K- and L-edge X-ray absorption spectrum calculations of closed-shell carbon, silicon, germanium, and sulfur compounds using damped four-component density functional response theory
Abstract
X-ray absorption spectra of carbon, silicon, germanium, and sulfur compounds have been investigated by means of damped four-component density functional response theory. It is demonstrated that a reliable description of relativistic effects is obtained at both K- and L-edges. Notably, an excellent agreement with experimental results is obtained for L2,3-spectra—with spin–orbit effects well accounted for—also in cases when the experimental intensity ratio deviates from the statistical one of 2 : 1. The theoretical results are consistent with calculations using standard response theory as well as recently reported real-time propagation methods in time-dependent density functional theory, and the virtues of different approaches are discussed. As compared to silane and silicon tetrachloride, an anomalous error in the absolute energy is reported for the L2,3-spectrum of silicon tetrafluoride, amounting to an additional spectral shift of ∼1 eV. This anomaly is also observed for other exchange–correlation functionals, but it is seen neither at other silicon edges nor at the carbon K-edge of fluorine derivatives of ethene. Considering the series of molecules SiH4−XFX with X = 1, 2, 3, 4, a gradual divergence from interpolated experimental ionization potentials is observed at the level of Kohn–Sham density functional theory (DFT), and to a smaller extent with the use of Hartree–Fock.

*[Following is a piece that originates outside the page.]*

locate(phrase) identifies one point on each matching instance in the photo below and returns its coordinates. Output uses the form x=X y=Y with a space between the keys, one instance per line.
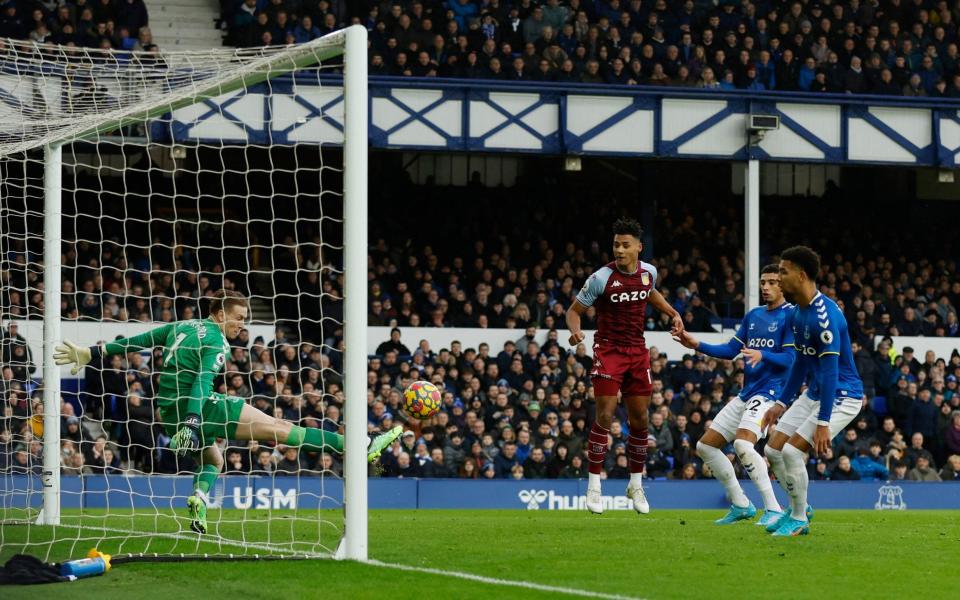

This anomalous error is thus attributed partly to difficulties in correctly emulating the electronic structure effects imposed by the very electronegative fluorines, and partly due to inconsistencies in the spurious electron self-repulsion in DFT. Substitution with one, or possibly two, fluorine atoms is estimated to yield small enough errors to allow for reliable interpretations and predictions of L2,3-spectra of more complex and extended silicon-based systems.